This research has been conducted at the Institute of Advanced Research in Artificial Intelligence (IARAI).
This is the official PyTorch implementation of the paper Backdoor Attacks for Remote Sensing Data with Wavelet Transform.
- Install required packages using conda:
conda env create -f waba.yml - Download the UC Merced Land Use / AID datasets for classification tasks.
- Download the Vaihingen / Zurich Summer datasets for segmentation tasks.
- Download the pretrained model for FCNs and DeepLabV2 fcn8s_from_caffe.pth and put it in
segmentation/models/.
The data folder is structured as follows:
├── datadir/
│ ├── pathlists/
| | ├── benign/
| | ├── poisoned/
│ ├── triggers/
│ ├── UCMerced_LandUse/
| | ├── Images/
| | ├── ...
| | ├── poisoned/
│ ├── AID/
| | ├── Airport/
| | ├── BareLand/
| | ├── ...
| | ├── poisoned/
│ ├── Vaihingen/
| | ├── img/
| | ├── gt/
| | ├── ...
| | ├── poisoned/
│ ├── Zurich/
| | ├── img/
| | ├── gt/
| | ├── ...
| | ├── poisoned/
...
The pathlists folder contains two subfolders benign and poisoned. Pathlist files contain the paths to images for training and testing datasets.
A new pathlist is generated in the poisoned subfolder whenever a dataset is poisoned using new poisoning parameters.
Please note that the structure of pathlist files is slightly different for the classification and segmentation tasks. In pathlists used in classification the ground truth/target labels of an image follow the path as an integer number at the end of the line. Since such a representation is not possible for segmentation tasks, the poisoned labels are stored as images in the poisoned subfolder of the respective dataset.
To prepare the dataset for the attack, you must first poison it before training and testing your models. To do this, you can use the poison.py scripts, which are available for both the classification and segmentation tasks.

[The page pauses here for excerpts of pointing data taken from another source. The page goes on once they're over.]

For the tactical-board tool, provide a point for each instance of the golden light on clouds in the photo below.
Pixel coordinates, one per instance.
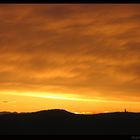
(79, 57)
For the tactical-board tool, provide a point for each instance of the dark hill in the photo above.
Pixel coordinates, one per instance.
(55, 122)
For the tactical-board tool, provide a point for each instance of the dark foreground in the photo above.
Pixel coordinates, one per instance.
(61, 122)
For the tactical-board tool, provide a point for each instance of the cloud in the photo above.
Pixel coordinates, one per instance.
(70, 48)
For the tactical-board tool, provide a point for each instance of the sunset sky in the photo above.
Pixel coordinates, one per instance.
(83, 58)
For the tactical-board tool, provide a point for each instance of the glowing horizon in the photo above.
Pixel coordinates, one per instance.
(72, 56)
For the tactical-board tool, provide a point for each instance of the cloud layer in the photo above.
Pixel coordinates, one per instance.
(90, 50)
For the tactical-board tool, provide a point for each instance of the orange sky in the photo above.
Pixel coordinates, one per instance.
(78, 57)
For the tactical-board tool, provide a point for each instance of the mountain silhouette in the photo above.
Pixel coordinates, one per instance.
(61, 122)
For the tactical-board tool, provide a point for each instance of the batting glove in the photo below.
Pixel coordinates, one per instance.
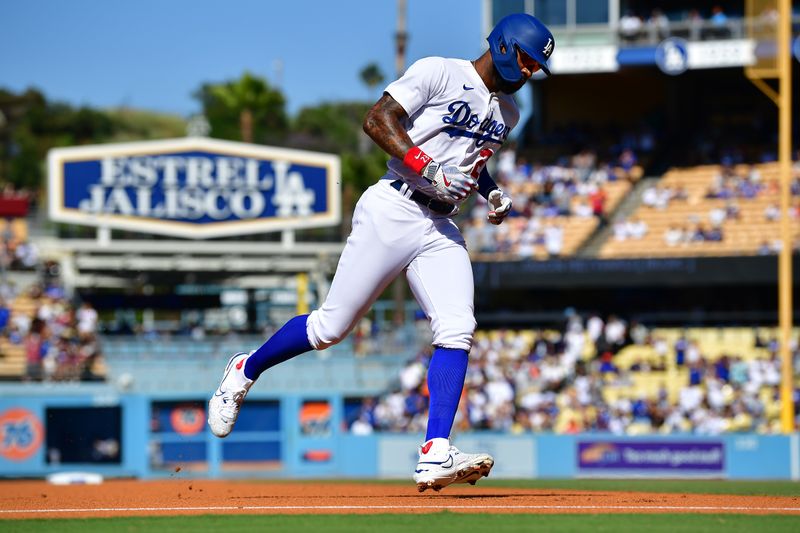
(451, 181)
(499, 206)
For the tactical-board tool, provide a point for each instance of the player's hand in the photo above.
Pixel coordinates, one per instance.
(450, 180)
(499, 206)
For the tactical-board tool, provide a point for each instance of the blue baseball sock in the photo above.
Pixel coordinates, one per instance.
(446, 375)
(289, 341)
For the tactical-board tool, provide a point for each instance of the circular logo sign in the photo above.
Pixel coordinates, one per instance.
(672, 56)
(187, 419)
(21, 434)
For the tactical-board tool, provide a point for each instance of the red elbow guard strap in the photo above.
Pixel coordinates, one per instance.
(416, 159)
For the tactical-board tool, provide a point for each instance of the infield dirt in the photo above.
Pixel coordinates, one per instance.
(38, 499)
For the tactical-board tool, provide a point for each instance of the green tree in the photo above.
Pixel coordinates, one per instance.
(247, 109)
(372, 76)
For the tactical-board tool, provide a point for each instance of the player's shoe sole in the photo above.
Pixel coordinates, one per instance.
(224, 405)
(470, 472)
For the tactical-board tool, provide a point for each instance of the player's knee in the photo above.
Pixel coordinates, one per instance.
(455, 332)
(324, 333)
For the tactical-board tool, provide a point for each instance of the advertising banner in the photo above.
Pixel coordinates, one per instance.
(193, 187)
(676, 456)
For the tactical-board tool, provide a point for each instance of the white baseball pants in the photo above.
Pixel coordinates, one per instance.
(392, 233)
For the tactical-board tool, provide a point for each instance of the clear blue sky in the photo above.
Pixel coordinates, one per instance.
(153, 54)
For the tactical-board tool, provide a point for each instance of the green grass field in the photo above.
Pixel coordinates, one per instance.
(689, 486)
(444, 522)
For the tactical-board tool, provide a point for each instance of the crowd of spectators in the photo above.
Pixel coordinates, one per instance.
(543, 196)
(59, 337)
(655, 26)
(557, 382)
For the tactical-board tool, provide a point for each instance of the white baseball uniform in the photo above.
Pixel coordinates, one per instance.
(455, 120)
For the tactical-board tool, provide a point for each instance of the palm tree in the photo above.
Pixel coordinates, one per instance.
(372, 76)
(251, 97)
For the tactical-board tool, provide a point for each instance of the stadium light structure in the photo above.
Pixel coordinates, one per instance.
(769, 26)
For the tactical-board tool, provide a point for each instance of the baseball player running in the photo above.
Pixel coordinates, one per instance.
(440, 122)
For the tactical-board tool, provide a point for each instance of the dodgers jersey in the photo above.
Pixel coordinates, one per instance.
(452, 117)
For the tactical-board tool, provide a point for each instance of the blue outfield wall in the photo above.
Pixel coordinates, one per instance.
(292, 436)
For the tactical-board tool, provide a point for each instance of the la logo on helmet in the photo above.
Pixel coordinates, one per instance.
(548, 48)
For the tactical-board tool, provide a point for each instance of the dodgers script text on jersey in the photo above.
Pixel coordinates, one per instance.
(453, 117)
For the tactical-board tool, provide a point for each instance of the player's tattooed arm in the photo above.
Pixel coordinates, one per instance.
(384, 124)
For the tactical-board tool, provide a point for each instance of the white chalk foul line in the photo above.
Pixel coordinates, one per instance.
(404, 507)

The results gathered from testing your models will be written to .csv files in the data directory.
The most important arguments when executing your code are the following:
While, of course, additional hyperparameters are available for training, testing, and poisoning, this documentation will not delve into their specifics. For further information, please consult the corresponding code.
The dataID argument can be either 1 or 2:
- 1: UCMerced LandUse
- 2: AID
From inside the classification/ folder execute:
$ python -m tools.poison --dataID (1|2) \
--data_dir <path> \
--trigger_path <path> \
--alphas [0.0-1.0]+ \
--level <decomposition_depth> \
--wavelet <pywavelet_family>
From inside the classification/ folder execute:
$ python -m tools.train --dataID (1|2) \
--data_dir <path> \
--network <network_identifier> \
--alpha [0.0-1.0] \
--poisoning_rate [0.0-0.1] \
--level <decomposition_depth> \
--wavelet <pywavelet_family> \
(--inject | --no-inject)
From inside the classification/ folder execute:
$ python -m tools.test --dataID (1|2) \
--data_dir <path> \
--network <network_identifier> \
--model_path <path_to_trained_model> \
--alpha [0.0-1.0] \
--level <decomposition_depth> \
--wavelet <pywavelet_family> \
--clean (Y|N)
The dataID argument can be either 1 or 2:
- 1: Vaihingen
- 2: Zurich Summer
From inside the segmentation/ folder execute:
$ python -m tools.poison --dataID (1|2) \
--data_dir <path> \
--trigger_path <path> \
--alphas [0.0-1.0]+ \
--level <decomposition_depth> \
--wavelet <pywavelet_family>
From inside the segmentation/ folder execute:
$ python -m tools.train --dataID (1|2) \
--data_dir <path> \
--network <network_identifier> \
--alpha [0.0-1.0] \
--poisoning_rate [0.0-0.1] \
--level <decomposition_depth> \
--wavelet <pywavelet_family> \
(--inject | --no-inject)
$ python -m tools.test --dataID (1|2) \
--data_dir <path> \
--network <network_identifier> \
--model_path <path_to_trained_model> \
--alpha [0.0-1.0] \
--level <decomposition_depth> \
--wavelet <pywavelet_family> \
--clean (Y|N)
Backdoor Attacks for Remote Sensing Data with Wavelet Transform
Please cite our paper if you find it useful for your research.
@article{drager2022backdoor,
title={Backdoor Attacks for Remote Sensing Data with Wavelet Transform},
author={Dr{\"a}ger, Nikolaus and Xu, Yonghao and Ghamisi, Pedram},
journal={arXiv preprint arXiv:2211.08044},
year={2022}
}
This repo is distributed under MIT License. The code can be used for academic purposes only.